Figure 7. Amacrine Dm8 neurons receive direct synaptic input from multiple R7 neurons

(A–A’) Single Dm8 neuron clones were generated using ort^C2-Gal4, hs-Flp, and UAS->CD2>mCD8GFP and visualized with anti-GFP antibody (green). Photoreceptor axons were visualized with MAb24B10 antibody (red). Dm8 neurons extend large processes in medulla stratum M6 (arrow, inset) where they are postsynaptic to 13–16 R7s (A’) and presynaptic to Tm5s. In addition, each Dm8 extends small centrifugal processes to stratum M4 where they are presynaptic to Tm9 (double arrows, A, B). Demonstration of synaptic relations is shown from EM in later panels. (Inset) A low magnification view of (A). The arrowhead and arrow indicate the Dm8 neuron shown in (A). (A’) Isosurface representation of processes of a single Dm8 neuron in a proximo-distal view. (B) Distribution of presynaptic sites of a single Dm8 neuron. Presynaptic reporter synaptotagmin-HA (red) was localized to the Dm8 processes in strata M6 and M4 (double arrows). (C) Dm8 is postsynaptic to R7s. A single EM section from stratum M6 shows Dm8 processes marked by an EM marker HRP-CD2 and stained with DAB. R7 terminal was identified based on its vesicle-laden ultrastructure, the presence of capitate projections (not shown) and its location in stratum M6. Presynaptic T-bar ribbon (arrowhead) in R7 profile is juxtaposed to postsynaptic elements of Dm8 with electron-dense membranes. (D) Serial-EM reconstruction of processes of three Dm8 neurons (pink, yellow and blue) and corresponding R7 terminals (orange). The processes of Dm8 neurons tile stratum M6 with partial overlapping so that each R7 is presynaptic to one or two Dm8 cells. (E–F) Profiles of R7 (orange), Dm8 (pink), Tm5 (green) and Tm9 (beige) reconstructed from a single medulla column. (G,H) Single EM sections show that Dm8 is presynaptic to Tm5 (G) and Tm9 (H). Presynaptic T-bar ribbons in Dm8, indicated by arrowheads, point in the presumed direction of transmission. Scale bar: 5 µm in (A, B); 500 nm in (C); 200 nm in (G) for (G,H)

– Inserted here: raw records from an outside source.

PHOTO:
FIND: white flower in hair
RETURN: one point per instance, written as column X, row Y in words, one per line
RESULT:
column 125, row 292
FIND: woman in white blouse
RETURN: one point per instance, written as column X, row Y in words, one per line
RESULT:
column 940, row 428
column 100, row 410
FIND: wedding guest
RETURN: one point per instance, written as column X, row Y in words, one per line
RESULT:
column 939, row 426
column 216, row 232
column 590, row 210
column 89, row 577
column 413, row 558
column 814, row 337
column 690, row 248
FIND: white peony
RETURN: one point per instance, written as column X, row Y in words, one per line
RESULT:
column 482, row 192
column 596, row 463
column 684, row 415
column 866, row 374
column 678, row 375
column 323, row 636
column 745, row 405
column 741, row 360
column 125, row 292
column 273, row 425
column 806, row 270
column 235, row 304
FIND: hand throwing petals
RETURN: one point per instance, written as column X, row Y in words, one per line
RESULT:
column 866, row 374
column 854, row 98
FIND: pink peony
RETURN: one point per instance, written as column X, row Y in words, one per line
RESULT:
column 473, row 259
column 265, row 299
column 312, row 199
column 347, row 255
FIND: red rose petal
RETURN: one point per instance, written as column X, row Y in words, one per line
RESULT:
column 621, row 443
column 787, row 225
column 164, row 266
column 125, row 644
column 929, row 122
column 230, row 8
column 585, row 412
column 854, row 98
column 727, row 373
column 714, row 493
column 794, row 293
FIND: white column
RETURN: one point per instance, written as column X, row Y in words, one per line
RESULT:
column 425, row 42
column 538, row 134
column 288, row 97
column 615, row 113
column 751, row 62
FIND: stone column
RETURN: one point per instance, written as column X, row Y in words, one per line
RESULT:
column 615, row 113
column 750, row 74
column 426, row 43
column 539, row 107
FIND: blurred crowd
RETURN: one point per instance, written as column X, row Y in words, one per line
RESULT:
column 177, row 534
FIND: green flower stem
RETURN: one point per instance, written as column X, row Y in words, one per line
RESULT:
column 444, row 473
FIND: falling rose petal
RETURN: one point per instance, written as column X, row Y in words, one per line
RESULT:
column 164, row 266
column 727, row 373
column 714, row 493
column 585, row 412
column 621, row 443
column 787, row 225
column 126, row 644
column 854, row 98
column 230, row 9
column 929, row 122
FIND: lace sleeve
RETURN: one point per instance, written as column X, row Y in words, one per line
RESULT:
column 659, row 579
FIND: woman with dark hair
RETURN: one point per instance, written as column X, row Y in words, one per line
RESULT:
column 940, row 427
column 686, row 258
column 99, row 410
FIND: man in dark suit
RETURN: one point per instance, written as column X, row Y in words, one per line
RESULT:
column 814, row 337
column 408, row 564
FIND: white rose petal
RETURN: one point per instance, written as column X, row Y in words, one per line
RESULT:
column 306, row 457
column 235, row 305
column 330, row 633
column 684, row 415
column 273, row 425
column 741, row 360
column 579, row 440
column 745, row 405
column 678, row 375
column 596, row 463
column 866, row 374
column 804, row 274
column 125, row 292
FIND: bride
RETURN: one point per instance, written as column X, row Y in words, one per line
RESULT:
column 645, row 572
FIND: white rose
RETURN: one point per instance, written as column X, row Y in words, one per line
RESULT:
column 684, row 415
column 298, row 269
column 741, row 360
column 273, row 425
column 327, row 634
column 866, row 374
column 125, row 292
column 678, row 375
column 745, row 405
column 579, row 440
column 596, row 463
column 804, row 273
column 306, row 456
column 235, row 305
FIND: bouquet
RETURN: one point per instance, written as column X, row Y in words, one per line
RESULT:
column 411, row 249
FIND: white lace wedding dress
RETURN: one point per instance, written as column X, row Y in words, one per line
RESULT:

Figure 8. Medulla circuits in chromatic information processing

Summary diagram of synaptic connections between photoreceptor neurons and their first-order interneurons. Small-field projection neurons, Tm5 and Tm9, receive inputs from the chromatic channels, R7 and R8, respectively, as well as from the achromatic channel L3. Wide-field amacrine neuron Dm8 receives input from multiple R7s and is presynaptic to Tm5 and Tm9. In addition, R7 receives direct input from R8.